Dr. Bauchner: I think there's a number of evolving issues in evidence based medicine that will be helpful. It's something I'm particularly familiar with. But I think there are three or four issues that are evolving. First, the hierarchy. The top of the hierarchy has always been randomized trials. Some people put meta-analysis above RCTs. So for example, John Ioannidis would argue five or six smaller studies saying the same thing may be more important than a single large RCT. I think one can debate that. We do know that propensity scoring instrumental variables do help to control for known confounding variable. The relentless issue and struggle will be then, an observational studies unknown confounding simply cannot be controlled for.
On the other hand, only about 20 or 25% of medical decisions can be made based upon RCTs. So that means there's three-quarters of the decisions that I have to make every day in which I have to make some recommendations based on observational data. So I think people have reconciled that more, and more, and more recently.

The other evolving trends is, I think, we have to be very careful in medicine around quality indicators or how we prompt physicians. Those indicators should only be based on the highest level of evidence. So for example, if you look at the "Choosing Wisely" campaign, we had a research letter. I think the first 40 or 45 items that were listed by different professional societies for physicians to take great care about with respect to prescribing, treating, or testing. Three-quarters of them really were based upon a discussion between a physician and a patient. There wasn't strong evidence to recommend doing A or doing B. And so the types of strong recommendations should only be driven when there's high quality evidence.

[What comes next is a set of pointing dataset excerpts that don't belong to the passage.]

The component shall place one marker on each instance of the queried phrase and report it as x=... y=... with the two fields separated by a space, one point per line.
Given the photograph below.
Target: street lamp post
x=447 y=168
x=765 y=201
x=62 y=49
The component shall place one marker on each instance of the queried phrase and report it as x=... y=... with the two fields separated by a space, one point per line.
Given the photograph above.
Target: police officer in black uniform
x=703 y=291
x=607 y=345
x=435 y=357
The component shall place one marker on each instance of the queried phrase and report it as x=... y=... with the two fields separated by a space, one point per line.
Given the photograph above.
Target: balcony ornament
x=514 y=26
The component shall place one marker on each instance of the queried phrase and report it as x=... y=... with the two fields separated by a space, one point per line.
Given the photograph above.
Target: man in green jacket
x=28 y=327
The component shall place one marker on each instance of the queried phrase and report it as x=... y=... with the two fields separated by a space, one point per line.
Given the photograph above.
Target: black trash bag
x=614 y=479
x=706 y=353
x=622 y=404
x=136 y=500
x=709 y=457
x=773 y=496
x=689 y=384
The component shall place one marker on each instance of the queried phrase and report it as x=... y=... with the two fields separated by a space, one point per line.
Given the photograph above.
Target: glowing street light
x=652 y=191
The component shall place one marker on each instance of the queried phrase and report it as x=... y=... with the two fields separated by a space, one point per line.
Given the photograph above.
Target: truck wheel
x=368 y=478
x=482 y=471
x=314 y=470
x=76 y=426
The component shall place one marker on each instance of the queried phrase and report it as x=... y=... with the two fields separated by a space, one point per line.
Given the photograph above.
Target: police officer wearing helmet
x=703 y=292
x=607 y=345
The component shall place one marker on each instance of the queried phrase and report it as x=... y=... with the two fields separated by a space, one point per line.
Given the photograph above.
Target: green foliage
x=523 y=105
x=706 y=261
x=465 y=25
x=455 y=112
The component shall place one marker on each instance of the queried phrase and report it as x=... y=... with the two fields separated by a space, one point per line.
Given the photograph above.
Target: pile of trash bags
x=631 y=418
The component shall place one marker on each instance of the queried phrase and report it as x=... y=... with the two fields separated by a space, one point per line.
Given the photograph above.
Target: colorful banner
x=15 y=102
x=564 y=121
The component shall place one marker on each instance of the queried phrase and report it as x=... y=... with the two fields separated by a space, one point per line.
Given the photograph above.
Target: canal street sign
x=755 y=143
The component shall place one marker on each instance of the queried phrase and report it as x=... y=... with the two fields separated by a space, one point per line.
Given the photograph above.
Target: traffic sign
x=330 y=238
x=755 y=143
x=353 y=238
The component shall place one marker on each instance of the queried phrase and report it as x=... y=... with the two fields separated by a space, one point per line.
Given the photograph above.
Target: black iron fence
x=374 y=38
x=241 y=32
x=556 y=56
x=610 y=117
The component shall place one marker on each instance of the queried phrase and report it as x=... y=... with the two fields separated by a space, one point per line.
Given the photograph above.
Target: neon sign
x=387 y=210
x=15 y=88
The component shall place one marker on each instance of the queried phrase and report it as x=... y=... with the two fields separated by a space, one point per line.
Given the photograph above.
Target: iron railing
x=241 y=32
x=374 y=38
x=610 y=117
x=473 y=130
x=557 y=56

The other thing that now factors into the decision is that physicians aren't nearly as autocratic, or shouldn't be as nearly autocratic as perhaps they were 20 or 30 years ago. So patients want much more of a say in decisions that affect their lives. This is particularly true around end of life care or chronic care. Around acute care, I still believe that most patients are comfortable with physicians making the decisions. And so there, it's a much more complicated issue.

And this has played out in three specific areas. Women's decisions about what type of treatment they get for breast cancer. This is really a discussion between a physician and a patient. What treatment men get for prostate cancer. The data are still uncertain in a number of areas. And the last is an issue that has emerged just over the last two years. And that was with the new recommendations around statins. And they've been debated hotly around the world. But Victor Montori, who really focuses a lot on patient centered care, gave three examples in JAMA, of patients who based on the guidelines would qualify for the Staten, but because the evidence wasn't so strong, if you talk to the patient, two of them chose not to take statins. And one chose to take statins.
So I think the other evolving piece around evidence based medicine, is when the data are less robust, then it really requires a discussion between a care provider or a physician and a patient to reach a reasonable decision.